Early travelers to China endured months at sea in cramped, filthy wooden ships. They ate worm infested food, drank stale water, suffered scurvy, and often died painful, terrifying deaths.
Nothing like this happened to us. Our flight from Seattle to Beijing was on time, and our seats comfy. The first hardship we faced was the same selection of movies that we had on our trip to the States 6 weeks earlier. Not “Little Miss Sunshine” again! It was also time for the beverage cart, and being the seasoned Hainan Airline passenger, I opted for the red wine, since they don’t understand the concept of cold beer. Cocktails are not offered at any price, but the wine is free. Two glasses is all I have ever managed to get from the crew, although since it is a Chinese airline, I am sure something could be arranged with a surreptitious bribe.
We then were served airplane food. Their airplane food is a few steps better than the swill served on United, and it is weevil free, however, it is airplane food. It fills the stomach, and dealing with the different packaging gives you some diversion from the fact that nobody in their right mind would actually order this in a restaurant. We did get a little cheese and cracker packet with Tillamook cheddar, and I told Brian to enjoy it since we wouldn’t be seeing any of that again for a while.
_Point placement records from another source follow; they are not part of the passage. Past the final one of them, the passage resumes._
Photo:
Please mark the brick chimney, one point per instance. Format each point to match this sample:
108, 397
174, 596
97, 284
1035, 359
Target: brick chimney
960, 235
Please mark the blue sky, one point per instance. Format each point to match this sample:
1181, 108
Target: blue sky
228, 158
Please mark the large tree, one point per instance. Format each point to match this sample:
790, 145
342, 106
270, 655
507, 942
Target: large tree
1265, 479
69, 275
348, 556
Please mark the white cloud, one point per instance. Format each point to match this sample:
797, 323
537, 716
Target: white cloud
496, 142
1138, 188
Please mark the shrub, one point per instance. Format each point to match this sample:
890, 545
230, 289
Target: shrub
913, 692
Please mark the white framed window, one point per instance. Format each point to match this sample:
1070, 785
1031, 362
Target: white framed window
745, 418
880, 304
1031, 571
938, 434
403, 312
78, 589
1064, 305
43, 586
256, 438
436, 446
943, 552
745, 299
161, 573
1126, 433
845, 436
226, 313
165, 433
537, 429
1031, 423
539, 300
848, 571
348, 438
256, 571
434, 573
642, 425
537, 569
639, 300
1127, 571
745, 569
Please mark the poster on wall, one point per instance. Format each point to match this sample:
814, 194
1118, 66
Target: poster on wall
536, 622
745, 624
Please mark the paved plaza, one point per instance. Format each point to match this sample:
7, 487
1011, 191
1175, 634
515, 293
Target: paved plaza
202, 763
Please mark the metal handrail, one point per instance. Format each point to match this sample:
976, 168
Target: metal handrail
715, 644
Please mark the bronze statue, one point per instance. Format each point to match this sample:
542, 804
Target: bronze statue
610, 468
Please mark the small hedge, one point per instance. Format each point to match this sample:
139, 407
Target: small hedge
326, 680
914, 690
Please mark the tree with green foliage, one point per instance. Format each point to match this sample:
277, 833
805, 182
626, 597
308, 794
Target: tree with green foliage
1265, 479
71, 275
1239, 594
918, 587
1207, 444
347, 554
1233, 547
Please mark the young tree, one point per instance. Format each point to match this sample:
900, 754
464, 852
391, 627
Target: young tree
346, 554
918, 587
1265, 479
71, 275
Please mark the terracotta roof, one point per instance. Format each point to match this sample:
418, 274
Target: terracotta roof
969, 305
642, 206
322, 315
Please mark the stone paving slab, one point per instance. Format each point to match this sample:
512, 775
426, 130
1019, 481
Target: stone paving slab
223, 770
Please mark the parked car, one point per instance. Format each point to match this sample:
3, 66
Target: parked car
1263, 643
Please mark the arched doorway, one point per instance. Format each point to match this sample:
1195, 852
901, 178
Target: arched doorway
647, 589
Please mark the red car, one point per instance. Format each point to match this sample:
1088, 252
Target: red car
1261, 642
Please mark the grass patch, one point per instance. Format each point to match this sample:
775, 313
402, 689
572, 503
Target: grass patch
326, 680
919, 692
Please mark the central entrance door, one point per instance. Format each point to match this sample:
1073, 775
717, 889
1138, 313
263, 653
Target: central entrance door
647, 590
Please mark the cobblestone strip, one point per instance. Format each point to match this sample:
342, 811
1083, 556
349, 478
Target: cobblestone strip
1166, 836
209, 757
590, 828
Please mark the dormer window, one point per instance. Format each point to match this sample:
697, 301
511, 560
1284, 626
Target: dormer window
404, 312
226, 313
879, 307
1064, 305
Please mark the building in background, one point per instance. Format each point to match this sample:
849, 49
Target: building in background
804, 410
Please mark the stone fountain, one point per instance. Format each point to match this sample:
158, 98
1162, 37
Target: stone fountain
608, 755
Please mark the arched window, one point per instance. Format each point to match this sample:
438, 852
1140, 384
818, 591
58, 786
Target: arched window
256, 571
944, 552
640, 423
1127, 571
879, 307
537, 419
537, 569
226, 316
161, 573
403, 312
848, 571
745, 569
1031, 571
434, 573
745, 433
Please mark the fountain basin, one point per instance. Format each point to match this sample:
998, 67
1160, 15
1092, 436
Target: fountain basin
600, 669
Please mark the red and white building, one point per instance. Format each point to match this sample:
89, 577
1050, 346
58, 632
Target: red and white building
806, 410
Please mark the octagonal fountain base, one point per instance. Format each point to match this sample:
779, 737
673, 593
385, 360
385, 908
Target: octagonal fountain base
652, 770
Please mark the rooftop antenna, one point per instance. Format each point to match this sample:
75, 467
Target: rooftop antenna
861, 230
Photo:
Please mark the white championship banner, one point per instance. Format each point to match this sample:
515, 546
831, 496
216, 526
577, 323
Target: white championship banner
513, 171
Somewhere near Beijing the attendants went around with these little guns that took your temperature remotely. Just aim the red dot at your forehead and read. The purpose was to pre select people for H1N1 quarantine. Looks like everyone was OK.
Beijing airport sucks. Our plane to Guangzhou was almost 3 hours late and WAAAAAH!
We eventually got back with no scurvy, pirates, typhoons, or mutinies. I suffered a painful back which was fixed by a very traditional method which I will relate soon.